Aside from a handful of title cards up front, Silver Jew hardly delves into the history of the band. Those unfamiliar with Berman's well-publicized struggles with substance abuse and depression will find little background here. Instead, Tully centers almost exclusively on Berman's awakening spirituality. The film opens in Tel Aviv, where current Nashvillian Berman and the Silver Jews touring lineup—including drummer Brian Kotzur, Lambchop members William Tyler and Tony Crow, and Berman's spouse and bassist Cassie—sight-see between their packed shows at various rock clubs.
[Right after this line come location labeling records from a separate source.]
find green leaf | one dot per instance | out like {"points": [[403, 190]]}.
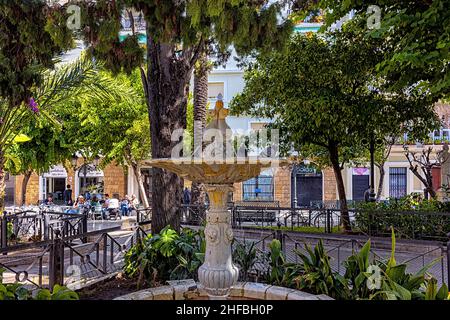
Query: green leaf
{"points": [[21, 138]]}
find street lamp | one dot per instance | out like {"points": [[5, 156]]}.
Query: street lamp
{"points": [[372, 143], [95, 164]]}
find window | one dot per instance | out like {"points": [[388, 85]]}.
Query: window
{"points": [[214, 88], [397, 182], [258, 189]]}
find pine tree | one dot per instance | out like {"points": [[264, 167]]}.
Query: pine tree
{"points": [[177, 30]]}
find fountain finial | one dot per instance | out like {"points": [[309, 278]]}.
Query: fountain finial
{"points": [[219, 113]]}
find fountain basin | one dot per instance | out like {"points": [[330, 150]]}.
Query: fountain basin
{"points": [[225, 171], [190, 290]]}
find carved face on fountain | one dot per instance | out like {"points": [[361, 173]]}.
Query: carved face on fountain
{"points": [[218, 273]]}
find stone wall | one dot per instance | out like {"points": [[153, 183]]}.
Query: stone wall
{"points": [[32, 190], [329, 185], [115, 181], [282, 186]]}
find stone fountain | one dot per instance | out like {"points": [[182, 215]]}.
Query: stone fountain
{"points": [[218, 273]]}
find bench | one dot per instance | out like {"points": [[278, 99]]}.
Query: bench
{"points": [[256, 211]]}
These well-photographed, great-sounding live performances are easily the film's highlight. Because Silver Jews songs have always elevated lyrical content over pop sentimentality and general catchiness, it's intriguing to watch a roomful of Israelis sing along passionately to "Smith and Jones Forever," an anthem for America's faceless, nameless and homeless that's a world apart in more ways than just geography. In his face-to-face interaction with fans, Berman proves to be more approachable than his stony persona would have you expect—a suggestion of the newfound peace and humility he seems to have drawn from his faith.

Resolutely experiential in its hand-held shooting, the mildly engaging Silver Jew, produced by Nashvillian Matthew Robison, seems unlikely to convert those unfamiliar with Berman or his music. Scenes in the marketplace and popular tourist stops in Tel Aviv and Jerusalem rarely transcend personal vacation footage. While Berman is more clever and insightful than your typical aging tourist on pilgrimage, sequences showing his search for a Jewish-themed chew toy for his dog or band members haggling with the locals are less inspirational than self-indulgent—although at just 50 minutes, the film's brevity certainly works in its favor.

Even so, in his frequent anecdotes and off-the-cuff rants about his spiritual quest and the role of Silver Jews in his personal life, the typically reclusive Berman provides factoids that will doubtlessly captivate avid Jews fans. The most moving sequence occurs at the Western Wall, where the overcome singer-songwriter gives full vent to his emotions—a much-needed catharsis after the movie's spiritual meanderings. The movie's title may have started as a kind of private joke, but by the end of Silver Jew it's a statement of self.